Taxonomically validated reference sequences are difficult to generate. Not only do they require high levels of sequence accuracy (traditionally achieved via Sanger sequencing, more recently possible via PacBio hifi technology[12]), but also accurate taxonomic identification of specimens. The former may be time-consuming, contingent on sample quality, and expensive, especially when applied to large numbers of specimens, while the latter requires specialist taxonomic expertise across taxa. For example, generating a reliable reference database for a previously uncharacterized insect fauna may require taxonomic skills spanning 24 distinct insect orders. Natural history museums and national biological collections, however, are unparalleled repositories of both invaluable taxonomic knowledge [13] and authoritatively identified genetic source material [14], with the potential to allow the efficient generation of taxonomically comprehensive and locally relevant reference DNA sequence databases [15]. Generating full-length DNA barcodes via Sanger sequencing from dried or historical specimens stored over long periods may be difficult due to DNA degradation and low sensitivity of the sequencing approach, often resulting in only partial barcodes [15-18]. Furthermore, museum samples are often indispensable permanent records, and therefore unavailable for destructive DNA extraction. Non-destructive extraction [19, 20] and PCR [21] approaches can be effective, however, depending on the taxa being analysed, and multiplex PCR coupled with high-throughput DNA sequencing technologies has allowed the efficient recovery of barcodes from 50- to 100-year-old museum samples [12, 22], as well as recently collected specimens [23].

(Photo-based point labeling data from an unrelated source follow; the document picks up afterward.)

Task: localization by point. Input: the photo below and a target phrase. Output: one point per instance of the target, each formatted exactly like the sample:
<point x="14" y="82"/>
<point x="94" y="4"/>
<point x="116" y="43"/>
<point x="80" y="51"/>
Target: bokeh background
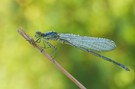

There is a pressing need to leverage museum collections for rapid and cost-effective generation of reference databases, in order to aid eDNA-based biodiversity monitoring [24]. Here, we present a fast, cost-effective, and efficient method for developing a reference COI database from a diverse selection of terrestrial invertebrates sourced from the New Zealand Arthropod Collection (NZAC). These taxonomically validated specimens exhibit a variety of field collected methods, specimen treatment and storage conditions, as well as variable accessibility for destructive sampling. We demonstrate the use of a dual indexing approach, in combination with a pair of overlapping short PCR amplicons suitable for sequencing on the Illumina MiSeq platform, for generating full length barcodes from hundreds of invertebrate specimens simultaneously. We provide a taxonomy-informed bioinformatics pipeline for processing and filtering the sequence data and the rapid assembly of successful barcodes. Together, our approach represents a highly sensitive, accurate, and efficient method for targeted reference database generation, providing a foundation for DNA-based assessments and monitoring of biodiversity.